Functional defect of circulating regulatory CD4+ T cells in patients with Wegener's granulomatosis in remission.Arthritis Rheum. 2007 Jun; 56(6):2080-91.AR
Accumulating data support the role of regulatory T cells, a subset of CD4+ T cells that expresses CD25(high) and the transcription factor forkhead box P3 (FoxP3), in controlling and preventing autoimmunity. In Wegener's granulomatosis (WG), an autoimmune vasculitis, up-regulation of CD25 on circulating CD4+ T cells has been observed, even in patients in remission. The objective of this study was to test whether the frequency and/or function of Treg cells from WG patients in remission are disturbed.
Peripheral blood mononuclear cells were freshly isolated from 52 WG patients in remission and from 27 age- and sex-matched healthy control subjects. The proportion of circulating Treg cells was assessed by flow cytometry using CD4, CD25, FoxP3, and CD45RO markers. Anergy and suppressive function of CD25(high),CD4+ T cells were determined using polyclonal stimulants and coculture assay in 10 WG patients in remission and in 10 age- and sex-matched healthy controls.

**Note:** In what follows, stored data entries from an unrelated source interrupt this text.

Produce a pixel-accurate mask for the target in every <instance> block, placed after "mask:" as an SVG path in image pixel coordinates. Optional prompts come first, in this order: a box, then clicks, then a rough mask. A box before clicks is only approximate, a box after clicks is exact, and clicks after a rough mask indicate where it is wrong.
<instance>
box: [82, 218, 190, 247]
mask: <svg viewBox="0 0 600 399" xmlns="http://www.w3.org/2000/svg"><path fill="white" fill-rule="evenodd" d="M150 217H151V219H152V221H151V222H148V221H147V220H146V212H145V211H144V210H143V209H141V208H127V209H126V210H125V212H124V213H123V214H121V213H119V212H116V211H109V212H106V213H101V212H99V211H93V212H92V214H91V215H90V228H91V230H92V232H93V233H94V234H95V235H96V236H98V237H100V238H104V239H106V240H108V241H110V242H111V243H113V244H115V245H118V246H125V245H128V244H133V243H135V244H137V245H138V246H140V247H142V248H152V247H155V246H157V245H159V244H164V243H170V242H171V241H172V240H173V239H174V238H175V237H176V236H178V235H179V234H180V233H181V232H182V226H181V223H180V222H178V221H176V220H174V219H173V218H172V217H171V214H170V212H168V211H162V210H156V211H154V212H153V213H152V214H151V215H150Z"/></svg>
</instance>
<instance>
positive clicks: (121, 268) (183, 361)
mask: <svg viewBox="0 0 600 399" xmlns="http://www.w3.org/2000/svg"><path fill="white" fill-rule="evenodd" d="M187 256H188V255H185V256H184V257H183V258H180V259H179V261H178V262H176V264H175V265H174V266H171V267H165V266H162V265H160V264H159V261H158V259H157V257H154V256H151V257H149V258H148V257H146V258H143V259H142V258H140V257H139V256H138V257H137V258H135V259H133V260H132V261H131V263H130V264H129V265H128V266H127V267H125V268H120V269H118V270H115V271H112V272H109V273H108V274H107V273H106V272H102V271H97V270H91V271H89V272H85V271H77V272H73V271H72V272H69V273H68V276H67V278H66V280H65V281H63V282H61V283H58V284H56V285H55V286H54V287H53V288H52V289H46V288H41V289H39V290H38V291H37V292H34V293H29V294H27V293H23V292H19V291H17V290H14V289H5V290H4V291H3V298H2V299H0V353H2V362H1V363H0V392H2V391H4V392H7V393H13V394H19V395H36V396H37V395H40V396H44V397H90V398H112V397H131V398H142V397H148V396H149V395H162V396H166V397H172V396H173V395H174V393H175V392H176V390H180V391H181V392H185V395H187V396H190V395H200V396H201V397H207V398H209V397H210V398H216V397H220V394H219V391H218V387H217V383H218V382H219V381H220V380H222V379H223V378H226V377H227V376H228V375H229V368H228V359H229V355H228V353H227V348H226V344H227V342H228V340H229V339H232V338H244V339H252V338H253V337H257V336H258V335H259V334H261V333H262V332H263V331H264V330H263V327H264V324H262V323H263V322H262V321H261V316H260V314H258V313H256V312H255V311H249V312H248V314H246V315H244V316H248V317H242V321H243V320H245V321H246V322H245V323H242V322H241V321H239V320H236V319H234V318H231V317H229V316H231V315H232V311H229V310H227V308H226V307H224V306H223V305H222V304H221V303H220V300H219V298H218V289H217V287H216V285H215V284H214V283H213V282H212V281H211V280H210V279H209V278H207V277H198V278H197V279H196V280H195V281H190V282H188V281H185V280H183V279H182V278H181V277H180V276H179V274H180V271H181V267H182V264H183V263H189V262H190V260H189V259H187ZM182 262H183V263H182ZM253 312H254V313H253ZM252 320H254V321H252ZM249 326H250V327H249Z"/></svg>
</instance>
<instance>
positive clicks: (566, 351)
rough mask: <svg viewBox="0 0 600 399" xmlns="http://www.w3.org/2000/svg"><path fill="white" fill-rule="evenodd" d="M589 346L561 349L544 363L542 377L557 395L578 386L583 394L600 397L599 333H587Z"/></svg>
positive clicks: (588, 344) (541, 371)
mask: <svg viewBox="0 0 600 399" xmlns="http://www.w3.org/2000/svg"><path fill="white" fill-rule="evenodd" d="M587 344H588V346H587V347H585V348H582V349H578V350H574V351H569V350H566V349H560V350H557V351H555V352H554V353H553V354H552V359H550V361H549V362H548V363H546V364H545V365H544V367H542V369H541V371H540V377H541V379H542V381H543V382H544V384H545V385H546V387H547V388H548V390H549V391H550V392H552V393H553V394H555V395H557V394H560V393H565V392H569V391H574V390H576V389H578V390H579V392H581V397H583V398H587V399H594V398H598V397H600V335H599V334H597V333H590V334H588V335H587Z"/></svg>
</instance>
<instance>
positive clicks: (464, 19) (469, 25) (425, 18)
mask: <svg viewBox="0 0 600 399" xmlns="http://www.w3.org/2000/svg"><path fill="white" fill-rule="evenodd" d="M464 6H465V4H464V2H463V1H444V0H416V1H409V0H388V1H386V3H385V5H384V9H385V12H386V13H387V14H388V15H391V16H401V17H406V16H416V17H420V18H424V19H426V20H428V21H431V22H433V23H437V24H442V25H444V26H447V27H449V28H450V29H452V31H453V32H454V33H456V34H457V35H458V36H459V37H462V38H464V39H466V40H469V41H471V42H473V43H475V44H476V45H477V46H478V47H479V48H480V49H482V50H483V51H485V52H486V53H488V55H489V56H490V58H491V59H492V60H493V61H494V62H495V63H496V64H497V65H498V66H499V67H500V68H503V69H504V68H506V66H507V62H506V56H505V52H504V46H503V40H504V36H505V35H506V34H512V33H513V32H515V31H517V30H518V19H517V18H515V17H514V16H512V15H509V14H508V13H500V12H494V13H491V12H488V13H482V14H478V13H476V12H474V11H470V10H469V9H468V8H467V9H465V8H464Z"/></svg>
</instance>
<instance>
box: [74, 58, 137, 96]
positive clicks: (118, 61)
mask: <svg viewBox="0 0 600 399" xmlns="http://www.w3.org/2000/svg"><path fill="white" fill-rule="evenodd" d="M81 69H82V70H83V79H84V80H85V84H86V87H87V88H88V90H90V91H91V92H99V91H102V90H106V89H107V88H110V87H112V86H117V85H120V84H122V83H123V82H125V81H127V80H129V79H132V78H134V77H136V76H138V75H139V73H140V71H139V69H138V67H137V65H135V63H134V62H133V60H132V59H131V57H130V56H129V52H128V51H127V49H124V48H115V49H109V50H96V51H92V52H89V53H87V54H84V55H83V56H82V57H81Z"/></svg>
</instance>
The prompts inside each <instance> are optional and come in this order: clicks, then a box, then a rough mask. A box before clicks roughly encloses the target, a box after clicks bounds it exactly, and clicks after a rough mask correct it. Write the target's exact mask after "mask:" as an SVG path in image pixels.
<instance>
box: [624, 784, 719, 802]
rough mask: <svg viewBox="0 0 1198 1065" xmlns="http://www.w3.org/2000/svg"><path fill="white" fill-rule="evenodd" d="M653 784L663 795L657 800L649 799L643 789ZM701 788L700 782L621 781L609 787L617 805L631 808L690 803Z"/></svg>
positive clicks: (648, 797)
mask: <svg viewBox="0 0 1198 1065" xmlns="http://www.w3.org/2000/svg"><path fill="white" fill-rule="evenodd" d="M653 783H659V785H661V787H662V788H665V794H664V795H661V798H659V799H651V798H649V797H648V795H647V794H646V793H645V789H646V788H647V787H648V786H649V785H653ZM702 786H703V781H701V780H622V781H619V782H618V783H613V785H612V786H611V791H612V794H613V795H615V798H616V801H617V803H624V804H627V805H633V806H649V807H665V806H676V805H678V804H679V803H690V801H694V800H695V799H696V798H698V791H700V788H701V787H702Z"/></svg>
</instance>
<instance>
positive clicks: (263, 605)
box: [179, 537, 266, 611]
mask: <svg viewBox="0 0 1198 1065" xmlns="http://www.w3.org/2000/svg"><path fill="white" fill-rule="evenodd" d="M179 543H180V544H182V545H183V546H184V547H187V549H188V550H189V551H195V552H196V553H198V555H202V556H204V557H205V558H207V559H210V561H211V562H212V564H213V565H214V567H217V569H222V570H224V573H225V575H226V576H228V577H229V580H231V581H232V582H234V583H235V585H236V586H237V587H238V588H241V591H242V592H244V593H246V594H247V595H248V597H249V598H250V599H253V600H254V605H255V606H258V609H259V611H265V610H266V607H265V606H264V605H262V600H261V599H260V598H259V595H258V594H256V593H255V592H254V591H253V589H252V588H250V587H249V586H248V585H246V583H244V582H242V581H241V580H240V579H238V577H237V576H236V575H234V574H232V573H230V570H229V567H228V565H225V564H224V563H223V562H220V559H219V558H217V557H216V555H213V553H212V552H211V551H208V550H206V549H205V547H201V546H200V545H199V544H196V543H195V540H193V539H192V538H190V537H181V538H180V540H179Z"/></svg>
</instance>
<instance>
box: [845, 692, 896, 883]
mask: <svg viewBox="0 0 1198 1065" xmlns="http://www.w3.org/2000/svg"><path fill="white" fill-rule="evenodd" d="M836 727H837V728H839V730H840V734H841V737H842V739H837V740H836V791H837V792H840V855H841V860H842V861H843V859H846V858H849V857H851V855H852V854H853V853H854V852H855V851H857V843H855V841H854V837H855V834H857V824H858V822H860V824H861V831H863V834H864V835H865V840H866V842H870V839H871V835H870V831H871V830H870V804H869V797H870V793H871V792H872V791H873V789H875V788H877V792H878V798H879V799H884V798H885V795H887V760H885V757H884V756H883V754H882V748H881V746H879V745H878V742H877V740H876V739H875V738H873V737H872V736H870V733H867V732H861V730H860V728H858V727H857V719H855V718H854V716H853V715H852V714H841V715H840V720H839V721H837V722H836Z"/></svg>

In WG patients, a significant increase was observed in the percentage of circulating CD25(high),CD4+ and CD25(low),CD4+ T cells, whereas CD25-,CD4+ T cells were decreased, as compared with healthy controls. Among circulating CD4+ T cells, an expanded percentage of Treg cells (CD25(high),FoxP3+) with memory phenotype was present in WG patients. However, when the suppressive function of CD25(high),CD4+ T cells was tested, CD25(high),CD4+ T cells from WG patients showed diminished or absent suppression of responder T cell proliferation. The impaired suppression was not due to responder cell resistance (as shown by crisscross experiments with T cells from healthy controls) or altered survival of Treg cells.
These data indicate that WG patients in remission have an expanded proportion of Treg cells that are functionally defective. This observation may be relevant to the development and relapsing course of this autoimmune vasculitis.